Q84            Dr Hudson: On this particular issue, Ludivine, you have said it is positive. The border target operating model is something that can enhance our protections for our biosecurity. Do you think, in its current format and with stakeholder engagement around the table, it is capable of supporting the enforcement of our food standards and biosecurity?

Dr Petetin: I have not seen the numbers, but it needs proper resourcing and to be properly staffed, because obviously we can have this in place but if it is understaffed and under-resourced then we need this issue to be tackled adequately.

Q85            Dr Hudson: That is very helpful. We have had Defra and the APHA in front of us very recently, and we have asked them those resource implication questions. That is helpful for us to make them able to make the case to Government to be given that resource to cover.

We have talked about biosecurity. We have covered a lot on beef, lamb and pork. We have not really covered poultry, per se, so much. In a previous session that we had, we talked about the avian influenza crisis that we have been having over the last couple of years and the concept of vaccination and what that means for biosecurity, but also what that means for trade policy.

The vaccine is being developed in terms of trying to get the right strain to tackle this. The UK could potentially go down the line of using vaccination, but the French are starting to vaccinate some of their poultry sector, such as ducks. Does your sector have a view on what the approach would be to the importation of vaccinated products from the continent of Europe if we are importing duck meat? Is that something that has been in discussion?

The flip side of that would be, if we ultimately start vaccinating, what that will mean for our export markets. I just wanted to throw that as a final Avian flu question. I know it is potentially not in your briefs, but hopefully you would be thinking about this from a holistic viewpoint as to what it means for products coming in that have been vaccinated, but also products potentially going out.

Dr Hadley: I will make a brief comment. I do not cover poultry, so I will pass to others. Looking from an export point of view I remain ever concerned around vaccination or changes to treatment regimes that might destabilise our exports. We certainly do not want to lose what we already have. Any decisions that are made need to fully assess the impacts and consider if there are markets that simply would not accept vaccinated or treated products, and what implications that might have for the sectors implicated.
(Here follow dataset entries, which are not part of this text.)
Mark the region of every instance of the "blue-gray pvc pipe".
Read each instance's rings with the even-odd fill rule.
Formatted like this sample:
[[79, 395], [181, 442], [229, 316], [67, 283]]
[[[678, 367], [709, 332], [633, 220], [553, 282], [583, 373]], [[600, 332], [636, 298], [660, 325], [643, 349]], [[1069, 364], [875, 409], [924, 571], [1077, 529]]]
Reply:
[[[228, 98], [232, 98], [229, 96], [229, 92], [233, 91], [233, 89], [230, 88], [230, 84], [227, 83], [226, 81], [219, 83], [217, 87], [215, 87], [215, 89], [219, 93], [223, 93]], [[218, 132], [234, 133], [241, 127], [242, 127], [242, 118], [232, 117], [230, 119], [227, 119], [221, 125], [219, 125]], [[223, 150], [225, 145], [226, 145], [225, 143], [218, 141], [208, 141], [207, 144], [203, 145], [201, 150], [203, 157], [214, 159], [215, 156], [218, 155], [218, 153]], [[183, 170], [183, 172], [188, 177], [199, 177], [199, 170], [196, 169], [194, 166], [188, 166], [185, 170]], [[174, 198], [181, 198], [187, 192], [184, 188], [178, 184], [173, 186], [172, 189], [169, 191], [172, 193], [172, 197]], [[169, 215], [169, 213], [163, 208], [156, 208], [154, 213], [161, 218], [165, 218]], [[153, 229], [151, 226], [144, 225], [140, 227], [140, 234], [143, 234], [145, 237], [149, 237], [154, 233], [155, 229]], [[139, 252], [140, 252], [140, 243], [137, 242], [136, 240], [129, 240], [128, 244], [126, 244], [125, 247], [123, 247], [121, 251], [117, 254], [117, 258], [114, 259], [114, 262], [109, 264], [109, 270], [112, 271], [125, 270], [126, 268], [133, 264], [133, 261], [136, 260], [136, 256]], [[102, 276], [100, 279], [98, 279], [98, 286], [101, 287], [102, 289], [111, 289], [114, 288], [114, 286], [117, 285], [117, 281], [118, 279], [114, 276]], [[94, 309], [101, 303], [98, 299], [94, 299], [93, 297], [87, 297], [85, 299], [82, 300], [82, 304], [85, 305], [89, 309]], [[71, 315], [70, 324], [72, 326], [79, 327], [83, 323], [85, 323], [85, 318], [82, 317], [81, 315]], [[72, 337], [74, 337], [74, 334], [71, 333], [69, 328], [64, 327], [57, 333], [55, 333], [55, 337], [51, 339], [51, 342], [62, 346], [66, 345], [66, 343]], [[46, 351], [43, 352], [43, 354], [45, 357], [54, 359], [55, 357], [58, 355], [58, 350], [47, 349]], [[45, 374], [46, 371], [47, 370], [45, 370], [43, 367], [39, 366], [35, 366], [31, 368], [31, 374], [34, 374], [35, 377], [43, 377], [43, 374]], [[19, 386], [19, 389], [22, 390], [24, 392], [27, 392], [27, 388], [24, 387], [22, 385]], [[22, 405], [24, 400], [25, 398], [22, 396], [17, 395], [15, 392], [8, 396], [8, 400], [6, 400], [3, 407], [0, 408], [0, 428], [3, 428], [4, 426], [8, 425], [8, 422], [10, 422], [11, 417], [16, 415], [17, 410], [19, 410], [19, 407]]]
Balwinder Dhoot: This is not something we have actively discussed with our members, but I would probably echo what Phil said, if it aligns with domestic policy and trade policy.

Q86            Dr Hudson: Ludivine, in your brief as a reader in law, you have done a lot of work in terms of international trade and WTO implications. Have you looked at that concept of vaccinated product from France coming in and how that fits in with international trade policy?

Dr Petetin: No, it is not something I have looked at.

Dr Hudson: That is fair enough. I thought I would just put that in at the end.

Chair: It would obviously have an implication for exports if we are vaccinating cattle for bovine tuberculosis, for example. I have this nightmare of a Hungarian truck in a layby and the guy is discarding his halfeaten ham sandwich into a field of outdoor pigs. We could be facing a real crisis. Thank you very much indeed for the evidence. It has been very helpful.